NEW YORK (Reuters) - The U.S. dollar fell on Thursday as traders piled into the euro, yen, sterling and other major currencies, prompted by concerns over a possible U.S. government shutdown as lawmakers struggled to cobble together a federal budget deal.
If an agreement to fund government operations, even a temporary one, is not reached by the Friday deadline, it would compound an already negative climate for the greenback, analysts said.
“Politics are sabotaging economics,” said Boris Schlossberg, managing director of FX strategy at BK Asset Management in New York. “We are going to see further pressure on the dollar if there isn’t a deal.”
Republican lawmakers, amid mixed signals from President Donald Trump, are scrambling to pass a temporary measure to keep the government open. A House vote on the funding extension is expected after 2:30 p.m. (1930 GMT).
At 2:44 p.m. (1944 GMT), the trade-weighted dollar index =USD was down 0.44 percent at 90.513. It held above a three-year low of 90.104 touched on Wednesday.
The euro hovered below its three-year peak against the greenback. It was up 0.48 percent at $1.2242.
The dollar was down 0.23 percent at 111.02 yen, while the pound was up 0.45 percent at $1.3888.
The greenback reversed gains from late Wednesday after Apple Inc. (AAPL.O) said it would make about $38 billion in one-time tax payments on its overseas cash holdings, though analysts expect the impact on currency markets is going to be limited.
Meanwhile, bitcoin BTC=BTSP and other cryptocurrencies staged a modest rebound following two days of heavy losses tied to fears about regulatory clamp-down around the world.
The world’s biggest digital currency was last up 5.12 percent at $11,764.00 on the Luxembourg-based Bitstamp exchange.
The dollar has fallen since 2017 largely on expectations central banks besides the Federal Reserve are seeking to end their policy of ultra low, even negative, rates that they adopted to combat the 2008 global financial crisis and the recession that followed.

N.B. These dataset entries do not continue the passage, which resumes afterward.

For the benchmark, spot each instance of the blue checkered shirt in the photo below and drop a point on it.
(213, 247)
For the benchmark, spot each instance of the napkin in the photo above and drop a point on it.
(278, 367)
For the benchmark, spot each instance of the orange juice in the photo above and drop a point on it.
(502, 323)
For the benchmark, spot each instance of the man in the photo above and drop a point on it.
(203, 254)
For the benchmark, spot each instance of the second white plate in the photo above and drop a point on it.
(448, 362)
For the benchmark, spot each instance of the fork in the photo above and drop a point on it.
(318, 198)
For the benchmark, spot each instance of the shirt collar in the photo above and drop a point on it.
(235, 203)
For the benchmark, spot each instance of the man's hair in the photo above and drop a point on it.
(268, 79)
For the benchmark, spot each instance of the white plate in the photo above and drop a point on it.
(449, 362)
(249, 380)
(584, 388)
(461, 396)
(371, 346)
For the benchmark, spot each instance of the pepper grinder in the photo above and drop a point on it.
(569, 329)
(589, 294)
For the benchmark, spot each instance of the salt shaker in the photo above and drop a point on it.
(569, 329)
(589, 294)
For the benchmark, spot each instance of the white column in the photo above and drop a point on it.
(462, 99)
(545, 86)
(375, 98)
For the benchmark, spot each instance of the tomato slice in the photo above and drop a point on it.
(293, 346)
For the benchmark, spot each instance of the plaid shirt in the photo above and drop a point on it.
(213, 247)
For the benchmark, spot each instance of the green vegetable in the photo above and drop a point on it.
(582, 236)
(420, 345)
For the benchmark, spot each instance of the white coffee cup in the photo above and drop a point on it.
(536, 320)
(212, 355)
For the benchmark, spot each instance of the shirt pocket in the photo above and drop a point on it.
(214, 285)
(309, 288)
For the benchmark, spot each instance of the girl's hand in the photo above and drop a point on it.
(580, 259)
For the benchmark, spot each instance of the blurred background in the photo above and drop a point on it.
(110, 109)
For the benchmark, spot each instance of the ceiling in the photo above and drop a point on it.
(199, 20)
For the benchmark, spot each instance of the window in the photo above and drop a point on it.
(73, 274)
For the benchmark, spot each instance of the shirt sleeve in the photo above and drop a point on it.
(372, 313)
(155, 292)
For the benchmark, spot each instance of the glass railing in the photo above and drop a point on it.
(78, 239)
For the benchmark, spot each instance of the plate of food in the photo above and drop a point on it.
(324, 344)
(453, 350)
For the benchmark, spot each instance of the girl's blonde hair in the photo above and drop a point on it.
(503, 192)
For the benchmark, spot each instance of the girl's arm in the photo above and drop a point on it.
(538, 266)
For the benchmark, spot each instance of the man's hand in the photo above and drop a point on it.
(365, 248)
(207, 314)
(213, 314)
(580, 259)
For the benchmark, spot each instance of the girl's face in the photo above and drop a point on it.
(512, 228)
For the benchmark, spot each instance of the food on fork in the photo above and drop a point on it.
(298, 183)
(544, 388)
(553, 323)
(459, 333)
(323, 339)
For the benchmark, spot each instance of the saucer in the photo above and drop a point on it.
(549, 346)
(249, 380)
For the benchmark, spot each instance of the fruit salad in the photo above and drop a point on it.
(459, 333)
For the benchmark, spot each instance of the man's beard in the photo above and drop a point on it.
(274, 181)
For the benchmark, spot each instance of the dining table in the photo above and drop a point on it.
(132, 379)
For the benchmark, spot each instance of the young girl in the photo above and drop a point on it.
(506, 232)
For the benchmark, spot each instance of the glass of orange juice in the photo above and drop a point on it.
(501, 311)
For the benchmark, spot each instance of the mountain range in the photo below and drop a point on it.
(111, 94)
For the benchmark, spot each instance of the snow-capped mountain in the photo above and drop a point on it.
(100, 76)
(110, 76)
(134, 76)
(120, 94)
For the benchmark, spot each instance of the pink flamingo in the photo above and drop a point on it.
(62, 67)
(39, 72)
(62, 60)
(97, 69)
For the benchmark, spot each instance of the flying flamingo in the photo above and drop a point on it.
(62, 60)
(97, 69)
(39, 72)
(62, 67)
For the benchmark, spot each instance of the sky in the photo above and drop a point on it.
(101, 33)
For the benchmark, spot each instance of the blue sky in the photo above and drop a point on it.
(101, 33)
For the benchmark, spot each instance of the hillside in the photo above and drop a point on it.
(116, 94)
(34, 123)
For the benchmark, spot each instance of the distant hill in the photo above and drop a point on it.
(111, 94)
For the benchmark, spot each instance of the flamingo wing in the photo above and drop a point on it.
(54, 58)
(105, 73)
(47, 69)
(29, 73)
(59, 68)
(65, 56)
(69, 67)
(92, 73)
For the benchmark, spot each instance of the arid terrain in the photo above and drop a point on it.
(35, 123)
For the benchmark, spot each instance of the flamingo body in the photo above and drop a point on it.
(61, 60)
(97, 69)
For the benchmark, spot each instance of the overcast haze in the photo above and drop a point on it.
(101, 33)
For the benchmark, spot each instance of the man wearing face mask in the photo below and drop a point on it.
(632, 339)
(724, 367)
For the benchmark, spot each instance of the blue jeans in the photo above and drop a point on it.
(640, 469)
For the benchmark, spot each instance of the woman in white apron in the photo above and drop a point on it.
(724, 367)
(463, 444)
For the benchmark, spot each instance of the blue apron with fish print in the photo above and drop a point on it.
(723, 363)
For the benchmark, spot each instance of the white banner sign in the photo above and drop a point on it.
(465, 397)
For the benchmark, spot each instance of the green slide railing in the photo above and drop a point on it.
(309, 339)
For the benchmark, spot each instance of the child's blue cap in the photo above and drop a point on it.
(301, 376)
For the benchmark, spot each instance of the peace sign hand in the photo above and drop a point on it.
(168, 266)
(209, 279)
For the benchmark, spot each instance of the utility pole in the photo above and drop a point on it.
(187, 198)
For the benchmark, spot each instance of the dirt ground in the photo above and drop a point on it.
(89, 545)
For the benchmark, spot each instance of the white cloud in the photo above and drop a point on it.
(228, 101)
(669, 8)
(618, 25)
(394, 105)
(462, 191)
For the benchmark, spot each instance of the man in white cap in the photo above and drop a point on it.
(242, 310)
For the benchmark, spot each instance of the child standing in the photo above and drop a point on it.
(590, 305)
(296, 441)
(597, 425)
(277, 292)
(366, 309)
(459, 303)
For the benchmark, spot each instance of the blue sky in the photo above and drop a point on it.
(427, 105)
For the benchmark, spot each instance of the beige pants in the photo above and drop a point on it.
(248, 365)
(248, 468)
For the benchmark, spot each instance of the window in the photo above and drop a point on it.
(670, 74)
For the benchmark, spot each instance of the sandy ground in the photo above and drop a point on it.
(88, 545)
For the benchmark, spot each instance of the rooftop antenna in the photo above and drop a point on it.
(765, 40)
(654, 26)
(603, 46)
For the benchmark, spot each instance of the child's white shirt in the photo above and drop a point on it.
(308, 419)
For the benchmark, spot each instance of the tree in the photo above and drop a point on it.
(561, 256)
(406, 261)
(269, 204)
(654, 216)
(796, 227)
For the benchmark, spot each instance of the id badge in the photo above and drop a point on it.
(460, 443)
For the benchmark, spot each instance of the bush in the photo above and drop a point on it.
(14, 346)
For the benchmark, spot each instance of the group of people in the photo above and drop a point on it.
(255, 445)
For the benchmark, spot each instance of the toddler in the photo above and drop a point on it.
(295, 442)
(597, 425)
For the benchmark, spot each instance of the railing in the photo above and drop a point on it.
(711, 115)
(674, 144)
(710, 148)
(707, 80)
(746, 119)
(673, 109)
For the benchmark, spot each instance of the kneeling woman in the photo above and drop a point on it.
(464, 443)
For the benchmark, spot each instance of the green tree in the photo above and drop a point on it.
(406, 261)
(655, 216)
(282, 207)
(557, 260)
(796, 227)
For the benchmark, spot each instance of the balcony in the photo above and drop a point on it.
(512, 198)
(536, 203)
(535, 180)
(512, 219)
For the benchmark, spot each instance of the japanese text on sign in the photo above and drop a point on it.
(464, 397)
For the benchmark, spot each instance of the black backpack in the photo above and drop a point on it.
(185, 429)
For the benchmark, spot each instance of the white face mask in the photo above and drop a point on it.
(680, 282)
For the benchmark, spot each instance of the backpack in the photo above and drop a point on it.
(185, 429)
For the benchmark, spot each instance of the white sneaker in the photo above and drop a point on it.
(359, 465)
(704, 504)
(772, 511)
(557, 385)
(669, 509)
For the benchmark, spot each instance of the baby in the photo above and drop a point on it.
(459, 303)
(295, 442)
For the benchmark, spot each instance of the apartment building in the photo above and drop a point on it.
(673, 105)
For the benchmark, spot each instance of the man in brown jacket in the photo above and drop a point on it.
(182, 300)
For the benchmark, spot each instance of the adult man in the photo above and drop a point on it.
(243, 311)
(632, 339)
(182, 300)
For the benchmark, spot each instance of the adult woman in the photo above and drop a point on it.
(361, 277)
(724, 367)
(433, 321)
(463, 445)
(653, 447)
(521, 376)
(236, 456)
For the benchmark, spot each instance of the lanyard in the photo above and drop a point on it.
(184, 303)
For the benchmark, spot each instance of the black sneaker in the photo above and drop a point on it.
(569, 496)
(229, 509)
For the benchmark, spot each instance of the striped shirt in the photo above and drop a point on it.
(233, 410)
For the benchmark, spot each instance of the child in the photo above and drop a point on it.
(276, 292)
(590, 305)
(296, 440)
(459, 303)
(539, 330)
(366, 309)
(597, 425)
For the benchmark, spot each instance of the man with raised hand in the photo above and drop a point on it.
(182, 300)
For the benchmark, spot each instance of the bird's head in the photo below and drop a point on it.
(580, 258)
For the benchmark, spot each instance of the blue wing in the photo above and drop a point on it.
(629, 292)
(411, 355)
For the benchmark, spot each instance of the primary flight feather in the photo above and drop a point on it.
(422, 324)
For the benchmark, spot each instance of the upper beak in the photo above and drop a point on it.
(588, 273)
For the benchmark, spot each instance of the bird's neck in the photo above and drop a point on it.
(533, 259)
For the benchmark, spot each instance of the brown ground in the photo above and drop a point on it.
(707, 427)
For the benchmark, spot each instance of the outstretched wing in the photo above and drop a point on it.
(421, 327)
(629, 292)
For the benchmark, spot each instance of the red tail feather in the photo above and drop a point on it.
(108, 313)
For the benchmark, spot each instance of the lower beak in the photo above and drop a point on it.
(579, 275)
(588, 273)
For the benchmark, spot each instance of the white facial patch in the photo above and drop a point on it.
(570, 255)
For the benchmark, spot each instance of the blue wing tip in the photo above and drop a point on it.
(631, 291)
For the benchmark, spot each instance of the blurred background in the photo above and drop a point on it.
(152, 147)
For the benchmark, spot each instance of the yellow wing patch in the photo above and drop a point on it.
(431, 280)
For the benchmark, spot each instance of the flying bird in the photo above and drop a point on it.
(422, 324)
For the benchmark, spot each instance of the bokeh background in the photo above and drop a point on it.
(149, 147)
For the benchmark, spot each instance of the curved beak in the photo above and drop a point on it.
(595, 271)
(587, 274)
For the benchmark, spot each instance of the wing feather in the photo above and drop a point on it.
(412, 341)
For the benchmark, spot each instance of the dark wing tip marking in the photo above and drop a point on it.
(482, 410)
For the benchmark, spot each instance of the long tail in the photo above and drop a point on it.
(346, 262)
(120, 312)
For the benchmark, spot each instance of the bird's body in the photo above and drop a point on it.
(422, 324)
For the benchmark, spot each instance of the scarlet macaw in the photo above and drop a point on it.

Another factor analysts are attributing to the greenback’s weakness is that global investors, including sovereign wealth funds and central banks, are looking to diversify their dollar holdings into other currencies.
China and Japan, the top two foreign U.S. creditors, cut their Treasuries holdings in November according to Treasury Department data.
According to a report from the International Monetary Fund released in December, central banks picked up their pace of adding non-dollar based currencies to their foreign exchange reserves in the third quarter.
“If you believe yields outside the U.S. are heading higher this year and next year, it is more palatable for central banks to move into euro and other currencies away from the dollar,” said Paresh Upadhyaya, director of currency strategy at Amundi Pioneer Investments in Boston.